Insights from Prospector Partners, Sub Advisor to the LS Opportunity Fund.
We have a long history of investing in restaurants. And, while we are always discerning in our approach, we’ve become even more so recently.
We believe the combination of weak top-line growth, ongoing cost inflation, and weakening pricing power creates a difficult backdrop for near-term restaurant fundamentals.
The main drivers of revenue growth for a typical restaurant are:
Of these drivers, same-store-sales growth is commonly considered the key indicator of a brand’s underlying health.
In recent quarters, the primary driver of same-store sales growth for the industry has been elevated levels of average ticket growth (pricing), while guest count growth (volume) has been muted or negative. This pricing dynamic was fueled by restaurants working to offset outsized increases in labor and commodity costs, along with guests splurging on extra drinks and appetizers following a period of COVID-driven pent up demand. Given the pent up demand, improved consumer balance sheets exiting COVID, and the broad nature of inflation across the economy, these pricing actions were generally tolerated by consumers.
In addition to driving sales growth, the ability to increase prices is critical to maintaining profit margins amidst elevated labor costs and increased food/ingredient costs. While those inflationary pressures have eased off their peaks, restaurants are not out of the woods yet.
On the hiring front, labor shortages have eased but competent workers are still in demand. In the broader U.S. economy, wage growth has moderated but remains elevated. And for restaurants with exposure to California, they’ll have to deal with the additional headwind of new legislation that pushes the state’s minimum wage for fast food workers to $20/hr.
On the food procurement side of the business, many items of the shopping basket are lower year-over-year but some of that relief has reversed following recent month-over-month increases. It’s also worth noting that menu composition and commodity exposures vary by restaurant. For example, those who primarily serve beef continue to experience elevated costs and the prospect of relief remains uncertain.
While 2023 saw the American consumer’s resilience on full display, their appetite for continued price increases is showing signs of moderation. In communications with investors on recent earnings calls and at conferences, management teams have flagged softness in demand from the lower income consumer demographic.
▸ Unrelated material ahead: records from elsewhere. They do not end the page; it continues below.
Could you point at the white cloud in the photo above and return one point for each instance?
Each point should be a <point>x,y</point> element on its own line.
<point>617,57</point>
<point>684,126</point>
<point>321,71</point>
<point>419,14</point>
Lamb Weston, supplier to many large fast food chains, sees French fry demand “at or below” the category’s historical growth rate. On a recent conference call, one of their largest customers described a challenging consumer environment in which customers are seeking affordable options after years of cumulative inflation across their personal budgets. Who can blame them?
According to Restaurantbusinessonline.com, the price of a cheeseburger at that franchise has increased 55% since 2021. Earlier in this inflation cycle, restaurants could justify their price increases by pointing out similar price hikes at their fellow food peers – both restaurant competitors and grocery stores – but more affordable alternatives are starting to emerge.
Recent economic data shows that CPI: Food Away From Home (the cost of dining out/getting takeout) is rising faster than CPI: Food At Home, or to put it more plainly, prices are rising faster at restaurants than at the grocery store.
The last time a similar gap in the data emerged was in 2016-2018, a period which some industry observers named “The Value Wars,” where restaurant chains relied on more frequent discounts and value-oriented promotions to stand out to value-seeking consumers. It might be too early to call it a war, but the generals are rounding up their troops. In recent weeks, discussion from industry players such as Wendy’s and Jack in the Box underscore a renewed emphasis on providing value, evidenced by Wendy’s $5 Biggie Bag, or Jack’s Munchie Meal platform.
In this environment, we’re keeping a close eye on the health of the consumer and how their spending behaviors change. We look to avoid companies that have seen their relative value proposition erode after taking excessive menu pricing, or those who continue to face outsized cost pressures in food and labor. At the same time, we prefer those that have run their business in a more prudent manner in which the brand maintains their value-proposition for customers without sacrificing profitability.